Now that all is said and done, the principal problems that rocked Zamtel pre-2010,which centred on high capital cost of expanding Zamtel’s telecommunications infrastructure and the lack of variety and diversity of the benefits from Governments’ capital investment in the organisation, must be addressed, even in the absence of a foreign partner, ZACCI has advised.
The Chamber observes that on back of Government control, Zamtel had a challenge in shifting from analog to an overall digital solution for its telecommunications system hence remained behind in the process of eliminating much of the traditional facets towards advanced switching and transmission which hold back efficient and flexible use of equipment.
ZACCI observes that until Government decides to bring on board an equity partner or partners, or if they opt to run the organisation for some time, though difficult in the latter position, they should strive to offer adequate autonomy to allow the implementation and provision of appropriate organisational and financial measures in Zamtel.
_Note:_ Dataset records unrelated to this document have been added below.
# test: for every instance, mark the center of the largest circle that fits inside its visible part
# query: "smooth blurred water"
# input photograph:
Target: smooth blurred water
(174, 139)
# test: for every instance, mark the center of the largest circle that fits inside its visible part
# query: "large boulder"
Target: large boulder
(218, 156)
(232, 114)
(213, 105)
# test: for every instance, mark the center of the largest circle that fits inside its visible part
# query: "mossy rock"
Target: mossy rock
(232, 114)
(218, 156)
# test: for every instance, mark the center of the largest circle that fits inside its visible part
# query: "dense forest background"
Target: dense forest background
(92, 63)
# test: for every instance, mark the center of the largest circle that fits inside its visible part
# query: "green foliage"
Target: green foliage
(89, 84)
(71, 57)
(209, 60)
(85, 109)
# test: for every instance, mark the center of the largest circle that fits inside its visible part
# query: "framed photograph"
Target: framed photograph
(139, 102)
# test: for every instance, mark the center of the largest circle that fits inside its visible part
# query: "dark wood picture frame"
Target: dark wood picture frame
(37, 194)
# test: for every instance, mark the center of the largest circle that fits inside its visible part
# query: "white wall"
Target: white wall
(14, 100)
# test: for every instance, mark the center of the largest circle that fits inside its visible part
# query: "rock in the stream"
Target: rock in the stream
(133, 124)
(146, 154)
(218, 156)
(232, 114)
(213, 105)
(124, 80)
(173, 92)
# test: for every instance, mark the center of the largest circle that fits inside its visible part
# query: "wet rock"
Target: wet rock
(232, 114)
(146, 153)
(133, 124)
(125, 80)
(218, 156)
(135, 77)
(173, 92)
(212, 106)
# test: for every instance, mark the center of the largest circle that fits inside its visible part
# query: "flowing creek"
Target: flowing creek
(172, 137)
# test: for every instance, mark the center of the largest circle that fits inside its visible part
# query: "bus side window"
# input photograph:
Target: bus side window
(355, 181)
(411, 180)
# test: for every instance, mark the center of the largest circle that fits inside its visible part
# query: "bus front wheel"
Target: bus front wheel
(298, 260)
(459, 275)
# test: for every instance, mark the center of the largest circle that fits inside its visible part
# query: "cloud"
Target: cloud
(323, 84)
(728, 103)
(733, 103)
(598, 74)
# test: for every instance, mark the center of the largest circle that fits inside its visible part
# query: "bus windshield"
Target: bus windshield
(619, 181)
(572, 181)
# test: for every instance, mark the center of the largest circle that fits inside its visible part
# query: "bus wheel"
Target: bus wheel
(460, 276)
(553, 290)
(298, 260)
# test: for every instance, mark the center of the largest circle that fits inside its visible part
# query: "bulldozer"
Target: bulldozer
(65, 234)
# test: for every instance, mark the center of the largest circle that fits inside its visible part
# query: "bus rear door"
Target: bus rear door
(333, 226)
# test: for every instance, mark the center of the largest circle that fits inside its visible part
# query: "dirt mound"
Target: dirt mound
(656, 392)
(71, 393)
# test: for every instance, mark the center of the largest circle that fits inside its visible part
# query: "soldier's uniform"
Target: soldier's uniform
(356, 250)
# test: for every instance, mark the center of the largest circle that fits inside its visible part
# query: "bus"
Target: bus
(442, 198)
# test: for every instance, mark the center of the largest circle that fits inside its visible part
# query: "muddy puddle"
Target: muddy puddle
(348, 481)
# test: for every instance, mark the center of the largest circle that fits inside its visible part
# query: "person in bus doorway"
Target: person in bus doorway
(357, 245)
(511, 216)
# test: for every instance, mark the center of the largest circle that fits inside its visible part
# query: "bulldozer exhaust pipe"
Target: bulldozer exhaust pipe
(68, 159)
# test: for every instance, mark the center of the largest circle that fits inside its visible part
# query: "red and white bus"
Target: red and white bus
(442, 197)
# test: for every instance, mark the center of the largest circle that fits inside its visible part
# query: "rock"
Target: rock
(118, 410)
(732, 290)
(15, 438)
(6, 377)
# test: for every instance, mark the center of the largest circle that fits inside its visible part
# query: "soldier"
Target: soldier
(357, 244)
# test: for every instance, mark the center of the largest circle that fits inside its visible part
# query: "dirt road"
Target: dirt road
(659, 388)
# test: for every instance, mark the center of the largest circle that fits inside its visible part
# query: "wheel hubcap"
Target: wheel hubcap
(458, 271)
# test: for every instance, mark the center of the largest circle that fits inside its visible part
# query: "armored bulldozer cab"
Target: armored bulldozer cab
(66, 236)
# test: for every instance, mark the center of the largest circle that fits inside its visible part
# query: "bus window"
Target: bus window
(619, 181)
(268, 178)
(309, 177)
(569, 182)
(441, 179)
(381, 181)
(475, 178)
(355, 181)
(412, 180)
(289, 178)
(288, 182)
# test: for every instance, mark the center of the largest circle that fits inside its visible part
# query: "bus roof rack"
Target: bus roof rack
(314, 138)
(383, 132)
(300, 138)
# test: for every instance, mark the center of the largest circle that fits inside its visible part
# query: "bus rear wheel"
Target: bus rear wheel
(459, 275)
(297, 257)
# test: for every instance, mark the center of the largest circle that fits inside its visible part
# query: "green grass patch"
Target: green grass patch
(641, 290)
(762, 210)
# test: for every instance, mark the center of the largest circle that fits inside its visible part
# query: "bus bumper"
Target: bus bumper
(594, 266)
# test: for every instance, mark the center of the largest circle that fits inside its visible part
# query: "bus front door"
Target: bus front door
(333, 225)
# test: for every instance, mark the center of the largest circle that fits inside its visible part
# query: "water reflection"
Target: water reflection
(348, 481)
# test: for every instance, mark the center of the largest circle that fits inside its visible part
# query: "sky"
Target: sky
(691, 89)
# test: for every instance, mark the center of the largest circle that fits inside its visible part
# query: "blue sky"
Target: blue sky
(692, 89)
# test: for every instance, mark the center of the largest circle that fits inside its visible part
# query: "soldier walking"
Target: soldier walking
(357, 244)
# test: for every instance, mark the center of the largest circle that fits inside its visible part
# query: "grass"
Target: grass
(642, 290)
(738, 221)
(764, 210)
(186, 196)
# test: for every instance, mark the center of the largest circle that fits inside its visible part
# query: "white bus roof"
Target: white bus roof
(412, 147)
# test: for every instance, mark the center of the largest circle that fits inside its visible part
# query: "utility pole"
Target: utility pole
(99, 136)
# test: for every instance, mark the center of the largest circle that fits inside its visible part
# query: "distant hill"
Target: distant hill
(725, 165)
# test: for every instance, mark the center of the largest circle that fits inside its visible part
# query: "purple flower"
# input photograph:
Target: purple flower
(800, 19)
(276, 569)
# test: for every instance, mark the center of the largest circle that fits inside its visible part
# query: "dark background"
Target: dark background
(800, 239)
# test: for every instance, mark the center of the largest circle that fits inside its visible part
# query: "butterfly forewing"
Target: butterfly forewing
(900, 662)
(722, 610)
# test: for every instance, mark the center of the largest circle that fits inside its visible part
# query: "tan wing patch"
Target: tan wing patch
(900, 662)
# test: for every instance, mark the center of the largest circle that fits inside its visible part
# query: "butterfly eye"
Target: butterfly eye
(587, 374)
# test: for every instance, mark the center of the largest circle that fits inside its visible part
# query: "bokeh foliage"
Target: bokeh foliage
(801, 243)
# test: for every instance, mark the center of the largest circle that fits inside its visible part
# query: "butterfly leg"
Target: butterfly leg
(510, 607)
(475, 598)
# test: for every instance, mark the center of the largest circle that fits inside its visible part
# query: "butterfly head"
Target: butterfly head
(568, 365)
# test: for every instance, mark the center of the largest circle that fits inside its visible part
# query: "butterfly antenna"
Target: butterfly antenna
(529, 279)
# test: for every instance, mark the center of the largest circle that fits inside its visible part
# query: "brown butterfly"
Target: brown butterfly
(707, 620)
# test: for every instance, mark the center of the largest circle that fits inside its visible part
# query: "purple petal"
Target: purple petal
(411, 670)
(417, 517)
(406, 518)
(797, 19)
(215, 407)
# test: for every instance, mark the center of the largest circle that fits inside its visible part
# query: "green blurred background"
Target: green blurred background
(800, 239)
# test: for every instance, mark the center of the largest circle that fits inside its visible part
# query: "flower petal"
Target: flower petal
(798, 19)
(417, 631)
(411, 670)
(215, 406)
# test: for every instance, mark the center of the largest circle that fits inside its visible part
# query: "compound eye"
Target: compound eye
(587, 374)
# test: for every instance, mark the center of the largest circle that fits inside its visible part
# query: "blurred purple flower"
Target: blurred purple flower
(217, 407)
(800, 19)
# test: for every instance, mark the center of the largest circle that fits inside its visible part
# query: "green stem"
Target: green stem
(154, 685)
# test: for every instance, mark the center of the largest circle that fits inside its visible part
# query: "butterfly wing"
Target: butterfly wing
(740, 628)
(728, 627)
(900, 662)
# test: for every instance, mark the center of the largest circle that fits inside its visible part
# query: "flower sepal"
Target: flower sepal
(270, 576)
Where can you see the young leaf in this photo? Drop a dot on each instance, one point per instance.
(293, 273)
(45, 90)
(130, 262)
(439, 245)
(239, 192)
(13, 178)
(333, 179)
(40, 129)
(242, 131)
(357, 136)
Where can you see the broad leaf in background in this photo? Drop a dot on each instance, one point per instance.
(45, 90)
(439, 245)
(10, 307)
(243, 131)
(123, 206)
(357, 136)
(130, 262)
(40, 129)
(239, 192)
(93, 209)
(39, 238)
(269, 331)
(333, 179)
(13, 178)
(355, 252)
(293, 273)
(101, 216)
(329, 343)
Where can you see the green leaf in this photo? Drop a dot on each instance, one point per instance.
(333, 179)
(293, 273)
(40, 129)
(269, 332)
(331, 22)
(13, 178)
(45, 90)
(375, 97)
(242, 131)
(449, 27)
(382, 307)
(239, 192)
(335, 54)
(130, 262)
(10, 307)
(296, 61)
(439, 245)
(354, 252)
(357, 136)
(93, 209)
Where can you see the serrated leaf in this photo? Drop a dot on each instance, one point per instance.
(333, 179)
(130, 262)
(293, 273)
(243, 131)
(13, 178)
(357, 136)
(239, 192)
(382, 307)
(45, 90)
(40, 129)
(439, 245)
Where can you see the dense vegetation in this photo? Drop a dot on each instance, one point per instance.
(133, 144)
Such measures must, to a higher degree, free the entity from day-to-day government interference and should provide for continuity of senior strategic management despite political changes in the ministerial heads as and when they occur.
To operate efficiently, Zamtel should not have to secure government approval for normal top corporate management decisions as the national ICT government development policy and ICT sector regulatory guidelines provide this buffer. However, alongside all the flexibility and independence government may offer, we expect Zamtel to follow the policies laid down by Government. Government should expect the entity to pay normal taxes and duties, market bank rates of interest for all new debt including that from government, and dividends on government equity at a rate that will attract equity capital.
Aside the on-going investigations on the 2010 privatisation process of Zamtel, ZACCI is confident ZAMTEL will continue to play the focus role in the provision of high quality telecommunication services. We call upon the managers not to take their eyes off the ball with regard to the role telecommunications play in health care, education and training, commerce and trade and indeed national tax management.We are pleased with Government’s call that Zamtel workers should not lose jobs during the ownership change process.